There are many resources helpful for understanding scholarly publishing. We recommend:
Writing and Publishing
- Writing for a General Audience
- Books for Understanding, a resource on university press publishing
- “What Do Publishers Do?”, a chapter from Getting It Published: A Guide for Scholars and Anyone Else Serious about Serious Books, by William Germano
- “The Art of Responding to Peer Reviews”, by UBC Press author Francine McKenzie, in University Affairs
- A Session on Scholarly Book Publishing, a video presentation about scholarly publishing and what to consider when choosing a publisher
- Stylish Academic Writing, by Helen Sword (Cambridge, MA: Harvard University Press, 2012).
Thesis Revision Guidelines
There are a number of useful references providing general information on making the transition from thesis to book. Three of the best known are: Eleanor Harman et al., The Thesis and the Book, 2nd edition; William Germano, From Dissertation to Book; and Beth Luey, A Handbook for Academic Authors, 3rd edition.
It is imperative that you treat this process of revision seriously. Honestly assess your own dissertation to see what work needs to be done, and then devote the time necessary to complete the task thoroughly. Failure to do so will inevitably complicate the process, and in some instances may even put publication into jeopardy. As all of the literature on the topic makes clear, there is a significant difference between a thesis and a book. The better and more thorough the revisions to a thesis are, the quicker the manuscript will pass through the peer review process and the greater the likelihood of a successful outcome.
Advice for Volume Editors
Producing an edited volume is a collaborative endeavour. Holding a workshop where contributors can meet, present draft papers, and discuss the book together can be a productive step in a volume’s development. But there are also many small ways in which volume editors and contributors can help make the development and production stages unfold smoothly.

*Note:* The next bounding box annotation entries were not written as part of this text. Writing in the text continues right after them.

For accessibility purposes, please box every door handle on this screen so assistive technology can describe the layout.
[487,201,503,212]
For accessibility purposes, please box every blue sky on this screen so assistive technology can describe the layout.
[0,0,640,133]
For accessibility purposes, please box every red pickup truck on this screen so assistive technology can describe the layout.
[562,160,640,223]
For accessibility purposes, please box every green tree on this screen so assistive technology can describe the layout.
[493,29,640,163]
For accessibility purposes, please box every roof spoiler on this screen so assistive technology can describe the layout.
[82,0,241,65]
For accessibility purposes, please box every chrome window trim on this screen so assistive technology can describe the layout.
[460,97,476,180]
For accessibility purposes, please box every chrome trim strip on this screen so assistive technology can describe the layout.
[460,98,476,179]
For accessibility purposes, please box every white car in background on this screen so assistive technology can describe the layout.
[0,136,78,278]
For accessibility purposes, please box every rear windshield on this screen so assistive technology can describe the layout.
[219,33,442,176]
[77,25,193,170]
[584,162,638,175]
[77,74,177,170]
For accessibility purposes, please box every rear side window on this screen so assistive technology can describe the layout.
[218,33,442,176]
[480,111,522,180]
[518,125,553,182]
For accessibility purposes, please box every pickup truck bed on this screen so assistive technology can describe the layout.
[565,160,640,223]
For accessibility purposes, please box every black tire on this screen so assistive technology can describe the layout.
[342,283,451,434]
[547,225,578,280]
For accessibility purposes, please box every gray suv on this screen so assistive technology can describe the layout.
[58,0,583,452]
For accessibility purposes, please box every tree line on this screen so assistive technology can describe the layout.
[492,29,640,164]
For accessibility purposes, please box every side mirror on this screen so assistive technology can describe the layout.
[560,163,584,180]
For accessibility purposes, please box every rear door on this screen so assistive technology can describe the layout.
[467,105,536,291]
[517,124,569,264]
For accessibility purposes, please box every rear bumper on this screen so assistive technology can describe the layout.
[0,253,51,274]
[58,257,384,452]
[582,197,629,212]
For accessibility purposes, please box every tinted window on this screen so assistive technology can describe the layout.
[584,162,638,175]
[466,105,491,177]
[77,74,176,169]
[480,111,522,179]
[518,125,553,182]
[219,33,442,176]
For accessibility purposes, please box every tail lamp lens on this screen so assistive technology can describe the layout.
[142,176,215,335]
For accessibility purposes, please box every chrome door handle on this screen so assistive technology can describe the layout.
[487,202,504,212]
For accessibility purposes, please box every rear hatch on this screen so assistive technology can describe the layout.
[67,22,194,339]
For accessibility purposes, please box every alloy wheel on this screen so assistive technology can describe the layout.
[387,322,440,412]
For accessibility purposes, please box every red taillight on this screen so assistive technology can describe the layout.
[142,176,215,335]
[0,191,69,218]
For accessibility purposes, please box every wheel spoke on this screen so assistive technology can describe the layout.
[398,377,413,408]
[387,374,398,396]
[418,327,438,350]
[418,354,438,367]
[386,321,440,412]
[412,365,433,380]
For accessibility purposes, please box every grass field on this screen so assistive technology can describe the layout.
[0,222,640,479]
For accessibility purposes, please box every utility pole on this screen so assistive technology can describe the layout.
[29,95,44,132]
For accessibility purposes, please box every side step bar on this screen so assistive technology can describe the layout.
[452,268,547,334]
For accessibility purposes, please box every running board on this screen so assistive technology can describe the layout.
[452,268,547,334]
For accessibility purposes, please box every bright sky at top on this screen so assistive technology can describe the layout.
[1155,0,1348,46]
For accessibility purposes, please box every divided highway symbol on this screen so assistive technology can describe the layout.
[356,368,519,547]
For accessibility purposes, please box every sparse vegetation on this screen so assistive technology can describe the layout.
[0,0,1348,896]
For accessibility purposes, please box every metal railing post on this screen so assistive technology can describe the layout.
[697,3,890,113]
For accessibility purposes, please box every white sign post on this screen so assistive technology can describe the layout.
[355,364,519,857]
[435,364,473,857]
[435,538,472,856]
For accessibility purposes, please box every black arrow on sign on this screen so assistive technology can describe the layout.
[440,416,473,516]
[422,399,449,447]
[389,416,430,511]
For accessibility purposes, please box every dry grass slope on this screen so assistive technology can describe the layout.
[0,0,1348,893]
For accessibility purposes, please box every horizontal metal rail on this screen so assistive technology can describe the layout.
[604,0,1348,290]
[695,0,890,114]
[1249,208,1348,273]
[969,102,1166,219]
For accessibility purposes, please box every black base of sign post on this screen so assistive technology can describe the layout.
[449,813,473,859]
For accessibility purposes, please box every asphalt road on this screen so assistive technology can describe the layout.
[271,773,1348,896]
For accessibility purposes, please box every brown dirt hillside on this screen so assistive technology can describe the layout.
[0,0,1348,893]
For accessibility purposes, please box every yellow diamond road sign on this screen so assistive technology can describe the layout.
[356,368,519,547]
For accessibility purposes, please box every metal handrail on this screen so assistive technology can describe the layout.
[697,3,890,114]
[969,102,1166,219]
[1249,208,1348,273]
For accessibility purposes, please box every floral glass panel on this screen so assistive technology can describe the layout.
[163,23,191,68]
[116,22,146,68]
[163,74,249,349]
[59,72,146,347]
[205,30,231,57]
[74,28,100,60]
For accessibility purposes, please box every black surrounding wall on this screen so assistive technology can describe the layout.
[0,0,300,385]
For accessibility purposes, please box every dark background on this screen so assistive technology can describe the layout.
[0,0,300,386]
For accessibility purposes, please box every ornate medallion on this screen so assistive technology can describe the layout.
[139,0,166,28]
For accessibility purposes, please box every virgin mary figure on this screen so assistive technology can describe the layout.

Volume editors should plan to write a coherent and solid introduction that is much more than an “annotated table of contents” and a concluding chapter that draws the strands of the argument together and points to directions for future research. You must ensure that the chapters are organized in a logical sequence, that the chapters are of roughly the same length, pitched to roughly the same level of audience, and so on.
Contributors can help you create internal coherence by doing the following:
- Sticking to the word count
- Adopting the right referencing style (see the Documentation Guidelines)
- Writing for a broad audience
- Framing the chapter to be explicit about how the topic relates to the volume’s overarching themes or central questions.
- Submitting an original chapter (if a contributor intends to publish some of your chapter in another venue, please discuss the question with your acquiring editor first)
- Asking whether illustrations will be accepted (see also the Permissions Guidelines)
- Addressing the key themes
- Expecting editorial feedback and copyediting queries.